Tuesday, February 18, 2014

Brand name or generic drugs—do you know the difference?

Mayo Clinic Health System Health Note on Consumerism:

Do you know the difference between brand name drugs and generic drugs? If you’ve been buying brand name drugs due to uncertainty over whether the generic equivalent is sufficient, you may be surprised.

There are many myths about generic drugs, mainly that they are significantly different from the brand name drug. If you’re a consumer who sticks to buying brand name drugs because of uncertainty, you’re likely spending more money than needed. Brand name drugs and generic drugs have the same active ingredients and both have to meet the same FDA regulations before being approved and put on the market. For example, generics need to meet the same standards for strength, quality, and purity as brand name drugs. In addition, the generic drug must prove that it provides an identical or almost identical blood level to that of the brand name drug.

Why are generic drugs cheaper?

Generic drugs are cheaper because the companies producing those drugs do not have to spend time and money on research, development, clinical trials, marketing and advertising. Additionally, when two or more drug manufacturers make a drug, the price is 50-95% cheaper than the brand name drug.
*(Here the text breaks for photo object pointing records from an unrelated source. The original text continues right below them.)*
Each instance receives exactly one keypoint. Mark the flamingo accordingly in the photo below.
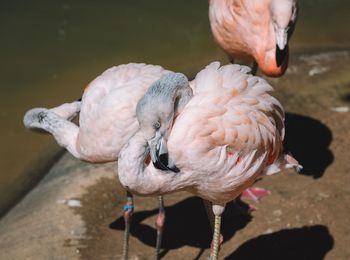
(107, 121)
(255, 29)
(214, 144)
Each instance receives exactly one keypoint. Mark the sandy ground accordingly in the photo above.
(305, 217)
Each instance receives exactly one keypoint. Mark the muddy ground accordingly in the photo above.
(306, 216)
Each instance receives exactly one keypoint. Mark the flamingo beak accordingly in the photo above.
(281, 55)
(159, 154)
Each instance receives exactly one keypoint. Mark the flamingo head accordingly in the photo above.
(156, 111)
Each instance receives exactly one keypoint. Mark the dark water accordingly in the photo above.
(51, 49)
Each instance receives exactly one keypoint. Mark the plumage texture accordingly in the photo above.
(229, 134)
(107, 113)
(253, 28)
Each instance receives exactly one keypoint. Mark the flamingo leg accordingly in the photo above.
(159, 225)
(254, 68)
(211, 217)
(218, 210)
(128, 211)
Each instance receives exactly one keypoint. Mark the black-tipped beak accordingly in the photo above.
(281, 55)
(160, 156)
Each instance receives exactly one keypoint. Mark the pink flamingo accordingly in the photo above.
(255, 29)
(107, 121)
(214, 144)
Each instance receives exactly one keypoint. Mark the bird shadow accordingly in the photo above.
(308, 140)
(346, 98)
(186, 224)
(311, 242)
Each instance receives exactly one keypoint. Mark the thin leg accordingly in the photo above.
(128, 211)
(159, 225)
(209, 209)
(211, 217)
(218, 210)
(254, 194)
(255, 68)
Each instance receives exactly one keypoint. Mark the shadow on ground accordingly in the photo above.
(311, 243)
(308, 140)
(185, 225)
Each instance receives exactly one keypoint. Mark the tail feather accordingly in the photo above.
(57, 122)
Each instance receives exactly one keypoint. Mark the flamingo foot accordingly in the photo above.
(254, 194)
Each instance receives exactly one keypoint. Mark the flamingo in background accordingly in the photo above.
(255, 29)
(107, 121)
(213, 145)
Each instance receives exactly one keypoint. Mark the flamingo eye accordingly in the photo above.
(156, 125)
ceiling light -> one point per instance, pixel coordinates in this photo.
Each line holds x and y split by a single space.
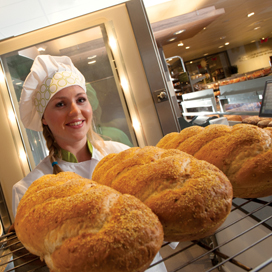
150 3
92 57
180 31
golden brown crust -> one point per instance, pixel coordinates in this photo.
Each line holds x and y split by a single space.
252 120
232 150
172 140
192 198
84 226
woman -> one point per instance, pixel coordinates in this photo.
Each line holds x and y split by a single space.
54 101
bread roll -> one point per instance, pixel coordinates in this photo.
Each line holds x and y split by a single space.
192 198
75 224
252 120
264 123
243 152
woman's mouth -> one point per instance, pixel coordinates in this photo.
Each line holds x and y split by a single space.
74 124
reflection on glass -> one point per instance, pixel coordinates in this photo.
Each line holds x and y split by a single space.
88 51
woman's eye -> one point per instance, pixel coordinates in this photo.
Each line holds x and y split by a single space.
82 100
59 104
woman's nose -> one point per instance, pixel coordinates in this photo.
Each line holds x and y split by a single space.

Don’t hesitate to ask your doctor or pharmacist if there are any generic alternatives to the brand name drugs you are taking. There may not always be a generic alternative, but it’s worth asking. Whether it’s a drug that’s prescribed once or one you will have to take the rest of your life, taking the generic form will save you money.

Tuesday, February 4, 2014

Are you meeting the physical activity recommendations for aerobic activity according to Centers for Disease Control (CDC)?

Mayo Clinic Health System Health Note on Physical Activity Intensity, and Daily Requirements

Do you know the difference between moderate physical activity and vigorous physical activity? How can you be sure you’re getting enough aerobic activity in your daily lives?

The CDC suggests that adults take part in 2 hours and 30 minutes of moderate-intensity aerobic activity every week. Another option is to do 1 hour and 15 minutes of vigorous aerobic activity every week. Here are some examples of moderate and vigorous aerobic activities:

Moderate-intensity aerobic activity includes any activity that raises your heart rate and causes you to break a sweat. Examples include: Fast paced walking, water aerobics, riding a bike on level ground, playing doubles tennis, and pushing a lawn mower.

Vigorous-intensity aerobic activity is any activity that causes you to breathe hard and fast. At this level, you won’t be able to say more than a few words without pausing to take a breath. Examples include: jogging or running, swimming laps, riding a bike fast or on hilly terrain, playing singles tennis, or playing basketball.

It's OK to start small! You don't need to do your activity all at once. Three ten-minute segments still add up to 30 minutes! And remember, even 10 minutes is better than nothing. All types of activities count, as long as you are doing them at a moderate to vigorous intensity level for a minimum of ten minutes at a time.